This is a follow on from “LXD Storage Pools & Volumes”. This time we learn how to move a container from one pool to another and as a bonus we see how to create a new zfs pool on an available block storage device.
This time, instead of creating a virtual storage pool inside of a file, I create a new zfs storage pool on an available/unused disk drive.
To begin with, I identified an unused block storage device (disk drive):
I identified drive “sdf” as my target drive because it had no partitions created on it (meaning no sdf1, sdf2, etc.). The following command will format the target disk and so you should make sure that it has no data that you want to save:
sudo zpool create pool2 /dev/sdf -m none
The previous command creates a zfs storage pool on device sdf without specifying a mount point since the storage pool will be dedicated to LXD.
You can list your storage pools:
sudo zpool list
To connect this pool to LXD:
lxc storage pool create pool2 zfs source=pool2
Ask LXD about its storage pools:
lxc storage list
Unlike in “LXD Storage Pools & Volumes”, I am not creating a profile for pool2. Instead, I create two containers in the default storage pool using the “bridgeprofile” as covered in “LXD Step by Step”:
lxc launch ubuntu:22.04 container1 --profile default --profile bridgeprofile
lxc launch ubuntu:22.04 container2 --profile default --profile bridgeprofile
All containers, regardless of which storage pool they are in, must have unique names on the LXD server.
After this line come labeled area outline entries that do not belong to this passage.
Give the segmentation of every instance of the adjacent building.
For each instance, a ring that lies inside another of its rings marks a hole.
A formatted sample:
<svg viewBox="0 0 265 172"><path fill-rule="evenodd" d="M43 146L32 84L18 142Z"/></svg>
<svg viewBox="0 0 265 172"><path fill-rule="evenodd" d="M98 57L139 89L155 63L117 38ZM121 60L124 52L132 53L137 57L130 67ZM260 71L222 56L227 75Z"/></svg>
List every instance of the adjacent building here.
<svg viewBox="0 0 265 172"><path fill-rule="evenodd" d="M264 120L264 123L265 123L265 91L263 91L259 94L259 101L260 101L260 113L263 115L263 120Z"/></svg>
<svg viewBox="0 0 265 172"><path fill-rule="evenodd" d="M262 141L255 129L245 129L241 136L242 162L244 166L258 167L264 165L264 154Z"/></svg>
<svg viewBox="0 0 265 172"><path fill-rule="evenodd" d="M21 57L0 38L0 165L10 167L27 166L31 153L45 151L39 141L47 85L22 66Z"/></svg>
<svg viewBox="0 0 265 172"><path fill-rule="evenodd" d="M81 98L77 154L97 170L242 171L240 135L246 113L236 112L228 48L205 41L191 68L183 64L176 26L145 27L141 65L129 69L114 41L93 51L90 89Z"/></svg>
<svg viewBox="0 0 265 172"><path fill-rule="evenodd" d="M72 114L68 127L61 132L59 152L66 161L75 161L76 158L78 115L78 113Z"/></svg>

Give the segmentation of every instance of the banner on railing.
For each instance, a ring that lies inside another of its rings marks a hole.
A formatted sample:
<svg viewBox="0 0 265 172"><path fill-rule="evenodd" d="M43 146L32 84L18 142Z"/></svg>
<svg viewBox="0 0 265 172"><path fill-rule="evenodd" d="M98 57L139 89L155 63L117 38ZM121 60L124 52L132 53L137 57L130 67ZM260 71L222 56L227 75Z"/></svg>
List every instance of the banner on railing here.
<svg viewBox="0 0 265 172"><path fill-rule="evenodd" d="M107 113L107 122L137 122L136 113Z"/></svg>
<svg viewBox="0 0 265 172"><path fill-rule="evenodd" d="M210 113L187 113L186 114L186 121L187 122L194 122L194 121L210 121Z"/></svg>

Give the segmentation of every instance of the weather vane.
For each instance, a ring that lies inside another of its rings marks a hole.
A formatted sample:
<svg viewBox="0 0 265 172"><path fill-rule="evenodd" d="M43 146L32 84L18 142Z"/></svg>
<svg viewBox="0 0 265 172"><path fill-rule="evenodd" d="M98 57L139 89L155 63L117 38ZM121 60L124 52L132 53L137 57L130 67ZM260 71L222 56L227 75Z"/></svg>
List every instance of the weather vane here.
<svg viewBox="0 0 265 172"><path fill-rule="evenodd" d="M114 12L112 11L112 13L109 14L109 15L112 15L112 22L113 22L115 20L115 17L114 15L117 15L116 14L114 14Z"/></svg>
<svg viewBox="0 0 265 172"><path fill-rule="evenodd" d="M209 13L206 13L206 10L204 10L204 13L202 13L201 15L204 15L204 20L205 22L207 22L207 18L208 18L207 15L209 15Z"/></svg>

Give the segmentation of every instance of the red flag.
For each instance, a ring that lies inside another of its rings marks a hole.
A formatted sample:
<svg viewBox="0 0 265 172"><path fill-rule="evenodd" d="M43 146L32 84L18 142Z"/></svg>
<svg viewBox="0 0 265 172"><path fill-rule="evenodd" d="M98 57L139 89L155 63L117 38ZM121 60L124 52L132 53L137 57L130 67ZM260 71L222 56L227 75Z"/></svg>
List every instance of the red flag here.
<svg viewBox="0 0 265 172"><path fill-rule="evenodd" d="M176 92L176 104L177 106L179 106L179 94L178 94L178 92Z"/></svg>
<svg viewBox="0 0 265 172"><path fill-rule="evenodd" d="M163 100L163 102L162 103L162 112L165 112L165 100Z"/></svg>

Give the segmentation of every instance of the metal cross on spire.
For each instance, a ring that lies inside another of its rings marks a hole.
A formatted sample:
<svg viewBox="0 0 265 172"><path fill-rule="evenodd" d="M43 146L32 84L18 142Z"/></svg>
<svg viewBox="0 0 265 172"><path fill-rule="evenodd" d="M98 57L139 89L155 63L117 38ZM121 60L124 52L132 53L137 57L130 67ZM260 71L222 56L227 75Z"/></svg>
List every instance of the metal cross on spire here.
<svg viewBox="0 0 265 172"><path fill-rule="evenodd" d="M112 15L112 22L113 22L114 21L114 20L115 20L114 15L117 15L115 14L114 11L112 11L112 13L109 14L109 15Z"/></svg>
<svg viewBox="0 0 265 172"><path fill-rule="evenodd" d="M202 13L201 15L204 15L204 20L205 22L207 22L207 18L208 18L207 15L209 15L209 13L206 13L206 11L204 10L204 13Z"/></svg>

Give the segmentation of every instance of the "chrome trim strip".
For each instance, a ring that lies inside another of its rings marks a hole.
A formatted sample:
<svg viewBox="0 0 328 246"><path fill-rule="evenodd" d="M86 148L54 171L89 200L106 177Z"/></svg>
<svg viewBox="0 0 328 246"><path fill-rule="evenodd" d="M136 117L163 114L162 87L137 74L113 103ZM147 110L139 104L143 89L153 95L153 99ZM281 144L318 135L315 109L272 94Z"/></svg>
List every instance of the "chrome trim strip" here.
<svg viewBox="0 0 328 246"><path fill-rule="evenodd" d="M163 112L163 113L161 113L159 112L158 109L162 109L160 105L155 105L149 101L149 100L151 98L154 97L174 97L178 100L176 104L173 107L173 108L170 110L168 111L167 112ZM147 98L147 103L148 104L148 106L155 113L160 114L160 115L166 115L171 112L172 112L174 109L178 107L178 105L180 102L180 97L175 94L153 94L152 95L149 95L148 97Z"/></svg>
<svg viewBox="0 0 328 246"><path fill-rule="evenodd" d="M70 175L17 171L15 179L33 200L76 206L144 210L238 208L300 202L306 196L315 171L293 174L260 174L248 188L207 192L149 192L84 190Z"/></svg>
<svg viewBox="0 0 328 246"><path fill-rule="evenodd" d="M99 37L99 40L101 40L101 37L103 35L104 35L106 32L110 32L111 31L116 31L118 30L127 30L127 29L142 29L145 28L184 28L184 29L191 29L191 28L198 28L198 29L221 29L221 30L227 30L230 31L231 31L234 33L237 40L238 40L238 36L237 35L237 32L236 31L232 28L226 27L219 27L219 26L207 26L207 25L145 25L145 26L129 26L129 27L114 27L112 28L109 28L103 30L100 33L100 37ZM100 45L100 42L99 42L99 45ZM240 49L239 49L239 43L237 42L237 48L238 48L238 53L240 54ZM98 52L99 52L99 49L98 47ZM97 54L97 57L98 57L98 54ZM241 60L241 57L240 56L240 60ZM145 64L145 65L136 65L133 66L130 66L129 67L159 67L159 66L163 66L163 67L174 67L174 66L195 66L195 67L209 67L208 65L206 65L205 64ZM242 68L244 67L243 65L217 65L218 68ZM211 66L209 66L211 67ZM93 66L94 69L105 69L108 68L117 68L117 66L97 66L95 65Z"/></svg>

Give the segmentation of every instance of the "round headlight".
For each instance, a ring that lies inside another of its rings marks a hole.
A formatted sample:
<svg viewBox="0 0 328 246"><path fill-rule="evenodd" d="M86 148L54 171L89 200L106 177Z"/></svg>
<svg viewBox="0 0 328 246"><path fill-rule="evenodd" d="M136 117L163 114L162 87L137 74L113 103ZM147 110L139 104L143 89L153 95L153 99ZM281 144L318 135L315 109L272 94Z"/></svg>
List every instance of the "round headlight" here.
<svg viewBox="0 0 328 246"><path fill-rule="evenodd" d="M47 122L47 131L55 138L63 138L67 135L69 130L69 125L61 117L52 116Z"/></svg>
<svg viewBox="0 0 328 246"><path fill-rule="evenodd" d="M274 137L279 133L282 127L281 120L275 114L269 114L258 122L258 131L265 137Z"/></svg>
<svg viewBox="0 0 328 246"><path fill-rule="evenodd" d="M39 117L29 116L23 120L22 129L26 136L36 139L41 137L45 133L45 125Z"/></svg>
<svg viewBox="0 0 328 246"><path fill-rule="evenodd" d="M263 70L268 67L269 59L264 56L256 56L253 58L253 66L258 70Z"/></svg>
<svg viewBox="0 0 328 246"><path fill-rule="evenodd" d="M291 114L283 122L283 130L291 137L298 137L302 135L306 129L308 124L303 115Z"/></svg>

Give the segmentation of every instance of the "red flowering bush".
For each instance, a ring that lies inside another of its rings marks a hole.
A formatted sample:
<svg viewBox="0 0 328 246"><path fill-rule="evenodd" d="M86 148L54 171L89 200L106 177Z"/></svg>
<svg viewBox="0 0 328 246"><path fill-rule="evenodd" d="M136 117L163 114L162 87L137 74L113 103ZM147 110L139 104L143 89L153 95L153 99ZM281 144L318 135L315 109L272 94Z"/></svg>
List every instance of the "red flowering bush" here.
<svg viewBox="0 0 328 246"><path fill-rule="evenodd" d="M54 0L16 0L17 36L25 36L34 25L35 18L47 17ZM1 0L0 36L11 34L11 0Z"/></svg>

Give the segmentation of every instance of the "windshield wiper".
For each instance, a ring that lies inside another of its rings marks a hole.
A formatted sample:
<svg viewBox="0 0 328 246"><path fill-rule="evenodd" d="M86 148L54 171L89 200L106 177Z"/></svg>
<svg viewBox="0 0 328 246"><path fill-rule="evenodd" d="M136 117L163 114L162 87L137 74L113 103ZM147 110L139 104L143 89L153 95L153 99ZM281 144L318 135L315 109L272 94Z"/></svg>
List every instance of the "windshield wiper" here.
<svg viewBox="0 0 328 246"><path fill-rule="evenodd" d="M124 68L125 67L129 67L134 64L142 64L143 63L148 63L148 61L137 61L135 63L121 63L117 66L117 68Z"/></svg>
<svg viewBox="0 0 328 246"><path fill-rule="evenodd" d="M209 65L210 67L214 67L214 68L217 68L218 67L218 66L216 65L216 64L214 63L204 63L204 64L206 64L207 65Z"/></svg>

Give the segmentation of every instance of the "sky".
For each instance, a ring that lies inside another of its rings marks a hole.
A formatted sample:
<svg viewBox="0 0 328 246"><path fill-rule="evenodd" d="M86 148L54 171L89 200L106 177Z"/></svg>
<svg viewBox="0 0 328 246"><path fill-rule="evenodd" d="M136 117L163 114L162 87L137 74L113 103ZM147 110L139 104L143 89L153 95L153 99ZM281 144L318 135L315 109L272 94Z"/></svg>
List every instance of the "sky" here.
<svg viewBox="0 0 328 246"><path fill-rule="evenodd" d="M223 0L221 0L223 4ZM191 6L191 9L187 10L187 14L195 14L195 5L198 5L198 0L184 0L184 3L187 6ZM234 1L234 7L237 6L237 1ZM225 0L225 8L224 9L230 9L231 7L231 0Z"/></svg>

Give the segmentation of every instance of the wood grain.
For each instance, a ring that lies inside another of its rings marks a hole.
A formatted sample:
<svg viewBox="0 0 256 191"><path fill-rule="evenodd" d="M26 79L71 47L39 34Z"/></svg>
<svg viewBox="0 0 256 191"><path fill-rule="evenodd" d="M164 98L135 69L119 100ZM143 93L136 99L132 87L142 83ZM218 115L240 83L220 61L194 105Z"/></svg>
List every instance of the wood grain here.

For this reason, I must move, and then rename the container back to its original name. Be sure to stop the container first.
lxc stop container1
Move the container:
lxc move container1 container-temp -s pool2
Now that the container is in pool2, I can rename it back to its original name:
lxc move container-temp container1
We can also move container2:
lxc stop container2
lxc move container2 container-temp -s pool2
lxc move container-temp container2
List the contents of pool2:
lxc storage volume list pool2
You can also see that pool2 has two objects in it:
lxc storage list
The Ubuntu 22.04 image is not in pool2 because I created container1 and container2 in the default pool and moved them. So, the Ubuntu 22.04 image used to create these containers is in the default pool. Also, we didn’t create a pool2 profile since we moved the containers rather than creating them initially in pool2 as in the last tutorial.
Assuming both containers are stopped and we are finished with them, they can be deleted:
lxc delete container1
lxc delete container2
Since there are no longer any objects using pool2, it can be deleted if desired:
lxc storage delete pool2
At this point, the pool is deleted from the system:
At the time of this presentation, neither the LXD Dashboard or the LXConsole GUI interfaces provide an intuitive way to move containers to another pool.
Assuming that you created a “pool2” profile as in the last video, you could create a container using that profile or change to the pool2 profile and you that is how you would accomplish a creating a container in another pool or a move from within LXD Dashboard or LXConsole.